Georgia Institute of Technology released its 2005 Georgia Manufacturing Survey today. The study showed that "companies basing their competitive strategies on the development of innovative products or processes enjoy higher returns on sales, pay better wages and have less to fear from outsourcing than do manufacturers relying on other competitive strategies."

Georgia manufacturers that rely on innovation for their competitive edge reported returns on sales 50% higher than companies that compete by providing low cost products – a gap that grew substantially since the last survey in 2002. Innovative companies paid workers a third more than the average Georgia manufacturer and were 40% less likely to lose work to outsourcing than were companies competing on low cost.

The sales figures reported by the companies following an innovation strategy are even more astounding because these companies made up only 8% of the total of 648 manufacturers who responded to the survey. Here's the breakdown of competitive strategies reported by survey respondents (adds up to more than 100% because some companies reported more than one strategy):

# Providing high quality products and services (53%)
# Offering the lowest price (20%)
# Adapting products to customer needs (14%)
# Providing quick delivery of products or services (12%)
# Including value-added services with products (10%)
# Developing product innovations and new technology (8%)

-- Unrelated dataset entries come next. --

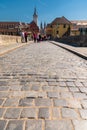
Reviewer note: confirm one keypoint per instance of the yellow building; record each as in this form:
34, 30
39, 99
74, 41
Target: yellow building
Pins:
59, 27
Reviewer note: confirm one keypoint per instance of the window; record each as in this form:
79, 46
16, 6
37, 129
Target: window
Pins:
64, 25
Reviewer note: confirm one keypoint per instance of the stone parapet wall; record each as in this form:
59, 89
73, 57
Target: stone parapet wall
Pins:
8, 39
80, 40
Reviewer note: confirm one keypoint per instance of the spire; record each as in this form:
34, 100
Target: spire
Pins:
35, 16
35, 11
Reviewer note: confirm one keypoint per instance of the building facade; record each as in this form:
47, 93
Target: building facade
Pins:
59, 27
14, 28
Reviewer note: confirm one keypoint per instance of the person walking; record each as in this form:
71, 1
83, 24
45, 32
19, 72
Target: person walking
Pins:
22, 37
25, 35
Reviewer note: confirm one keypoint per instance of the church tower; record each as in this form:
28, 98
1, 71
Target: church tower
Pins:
35, 16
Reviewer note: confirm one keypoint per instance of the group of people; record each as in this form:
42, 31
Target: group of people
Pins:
37, 37
24, 36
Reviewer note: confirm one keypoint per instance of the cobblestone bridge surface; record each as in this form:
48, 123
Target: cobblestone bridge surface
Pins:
43, 87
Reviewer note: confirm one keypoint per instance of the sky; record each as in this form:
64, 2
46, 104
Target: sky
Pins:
47, 10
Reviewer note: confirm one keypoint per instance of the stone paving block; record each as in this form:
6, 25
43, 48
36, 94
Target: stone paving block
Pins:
83, 89
15, 88
63, 89
48, 88
1, 101
26, 102
12, 113
83, 113
31, 94
3, 83
42, 94
78, 84
25, 88
44, 113
80, 124
58, 125
43, 102
15, 125
2, 124
62, 84
80, 95
84, 83
33, 125
36, 88
11, 102
74, 89
73, 103
66, 95
1, 112
84, 103
4, 94
55, 112
4, 88
16, 94
53, 83
53, 94
60, 102
69, 113
70, 84
29, 113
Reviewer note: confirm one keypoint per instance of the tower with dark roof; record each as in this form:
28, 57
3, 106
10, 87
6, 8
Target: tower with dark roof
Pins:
35, 16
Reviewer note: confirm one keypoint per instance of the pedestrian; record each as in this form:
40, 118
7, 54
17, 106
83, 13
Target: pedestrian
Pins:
35, 37
25, 35
22, 37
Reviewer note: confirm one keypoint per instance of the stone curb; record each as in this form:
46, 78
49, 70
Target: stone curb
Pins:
71, 49
11, 48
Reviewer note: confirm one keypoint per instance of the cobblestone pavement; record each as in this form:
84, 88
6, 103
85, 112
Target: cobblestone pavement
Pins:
43, 87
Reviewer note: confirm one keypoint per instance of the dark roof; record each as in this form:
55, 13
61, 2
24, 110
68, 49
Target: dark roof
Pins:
60, 20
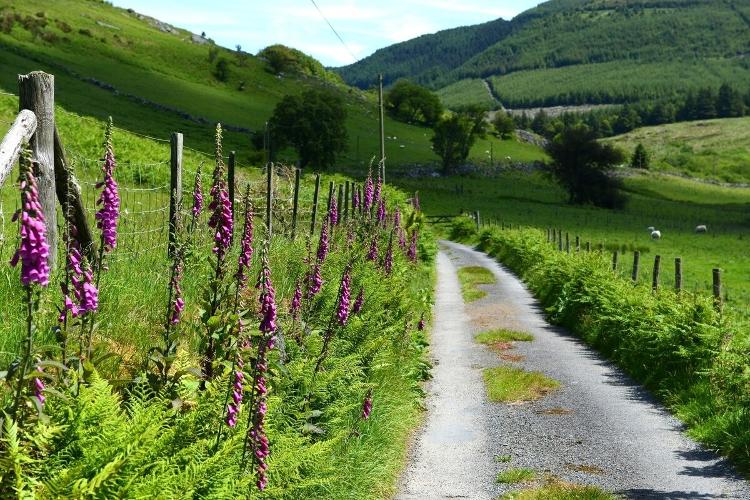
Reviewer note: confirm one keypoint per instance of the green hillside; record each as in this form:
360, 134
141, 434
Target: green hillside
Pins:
596, 51
711, 149
154, 78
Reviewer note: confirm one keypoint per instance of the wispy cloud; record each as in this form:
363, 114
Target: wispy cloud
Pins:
365, 25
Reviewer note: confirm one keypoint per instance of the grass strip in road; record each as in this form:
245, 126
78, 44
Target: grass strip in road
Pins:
507, 384
472, 276
503, 335
515, 476
559, 490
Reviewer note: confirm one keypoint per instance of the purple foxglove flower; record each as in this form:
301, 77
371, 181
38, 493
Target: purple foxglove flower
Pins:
109, 199
296, 301
373, 253
323, 244
412, 252
342, 314
333, 213
355, 200
381, 212
368, 193
388, 261
359, 301
178, 302
233, 409
246, 245
33, 251
314, 281
197, 194
39, 387
367, 406
377, 196
221, 219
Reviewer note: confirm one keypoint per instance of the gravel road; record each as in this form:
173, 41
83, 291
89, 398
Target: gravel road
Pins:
600, 428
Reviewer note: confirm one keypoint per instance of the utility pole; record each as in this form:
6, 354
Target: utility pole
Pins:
382, 127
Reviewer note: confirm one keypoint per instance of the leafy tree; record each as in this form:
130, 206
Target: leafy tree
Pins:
455, 135
640, 157
313, 123
504, 124
413, 103
583, 167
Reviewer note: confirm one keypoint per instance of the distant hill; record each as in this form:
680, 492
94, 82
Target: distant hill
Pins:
154, 78
567, 52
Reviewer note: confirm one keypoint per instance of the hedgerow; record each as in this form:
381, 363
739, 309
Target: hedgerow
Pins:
692, 354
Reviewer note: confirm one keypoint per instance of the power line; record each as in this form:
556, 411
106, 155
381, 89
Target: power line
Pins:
334, 31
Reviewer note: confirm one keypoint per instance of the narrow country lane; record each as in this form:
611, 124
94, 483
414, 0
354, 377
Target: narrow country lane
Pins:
599, 428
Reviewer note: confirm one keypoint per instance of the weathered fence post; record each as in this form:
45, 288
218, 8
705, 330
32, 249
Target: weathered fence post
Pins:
69, 196
175, 187
269, 201
717, 287
346, 200
636, 265
657, 271
295, 203
19, 133
230, 179
36, 92
316, 195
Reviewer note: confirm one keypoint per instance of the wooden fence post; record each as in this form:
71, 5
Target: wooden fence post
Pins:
316, 195
36, 92
230, 179
269, 201
717, 287
175, 188
636, 265
19, 134
69, 196
657, 271
295, 203
346, 200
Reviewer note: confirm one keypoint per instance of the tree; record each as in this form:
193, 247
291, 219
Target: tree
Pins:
583, 167
413, 103
313, 123
640, 157
455, 135
504, 124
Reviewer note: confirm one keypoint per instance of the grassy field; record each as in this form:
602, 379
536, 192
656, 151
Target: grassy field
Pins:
675, 206
711, 149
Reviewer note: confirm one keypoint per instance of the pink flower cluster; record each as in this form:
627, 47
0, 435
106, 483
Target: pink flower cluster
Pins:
342, 314
33, 251
109, 199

The idea that 53% of the companies surveyed believe that providing high quality prices and services is a worthwhile competitive strategy amazes me. High quality is table stakes, not a strategy. These companies, and the 20% that are competing on a low-price strategy, are the companies that are going to lose to outsourced competitors. Indeed, the survey also showed that 18% of Georgia manufacturers lost work to international outsourcing between 2002 and 2004.

So what public policy recommendations should flow from this? Certainly it seems to be a better idea to stimulate innovation rather than to restrict outsourcing. But how can that be done? If the problem is money, perhaps government grants could be made available to companies for investment in innovative strategies. I don't think money is the entire problem, though. The problem is more likely that companies don't realize the value of innovation compared to other competitive strategies. How to remedy that is a real quandary.